The Whitney pluton is one of four large granitic intrusions that form the young central members of the nested Sierra Crest intrusive suites. Alkali-feldspar (af) megacrysts up to 10 cm-long comprise about 10 volume % of this rock, which grades from granodiorite to granite inward from the pluton’s margins and upward towards its roof across the center of the body. Prior studies of af megacrysts in this pluton and the similar Cathedral Peak pluton suggest megacrysts grew during episodic recharge of persistent magma reservoirs (Moore and Sisson, Geosphere, 2008) over hundreds of thousands of years (Chambers et al., Geology, 2020). Megacryst “sizes” (areas) are nearly constant across the central part of the Whitney pluton, however, implying that megacryst growth either preceded or occurred independently of the crystal fractionation that produced the pluton’s compositional zonation. To understand when and how megacrysts grew in the Whitney pluton it is useful to examine the sizes and shapes of the original igneous af crystals preserved in dikes associated with it.

At least three large granite porphyry dikes cut the pluton and the mineral assemblages and compositions of these dikes suggest they sample magmas from deeper in the pluton that rose into fractures in its solid carapace and the surrounding wall rocks 0.8-1.1 Ma after crystallization at the exposed level. The sizes and shapes of af crystals preserved in the dikes are correlated: large crystals are faceted whereas small ones are anhedral and round. This is a signature of textural coarsening (Holness, Con. Min. Pet., 2018), a process that can occur when heating leads to preferential dissolution of small crystals and subsequent cooling leads to precipitation of the dissolved material onto the larger surviving grains (Johnson and Glazner, Con. Min. Pet, 2010).
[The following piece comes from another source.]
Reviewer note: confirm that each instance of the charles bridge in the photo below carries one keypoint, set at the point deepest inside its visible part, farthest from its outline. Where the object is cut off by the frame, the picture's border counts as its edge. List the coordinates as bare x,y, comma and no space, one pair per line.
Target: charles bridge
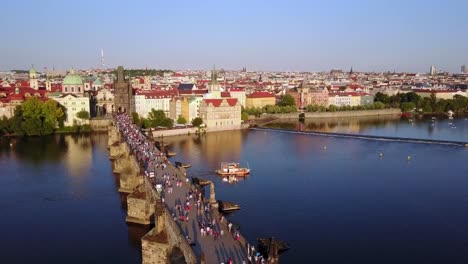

Coarsening of af due to repeated dissolution-precipitation is consistent with Moore and Sisson’s proposal that episodic recharge heated and stirred up crystals in the magma reservoir of the central Whitney pluton. The constancy of megacryst sizes across this body suggests, however, that megacrysts grew relatively early and that only after the dynamic process of recharge had begun to wane did differentiation become dominant.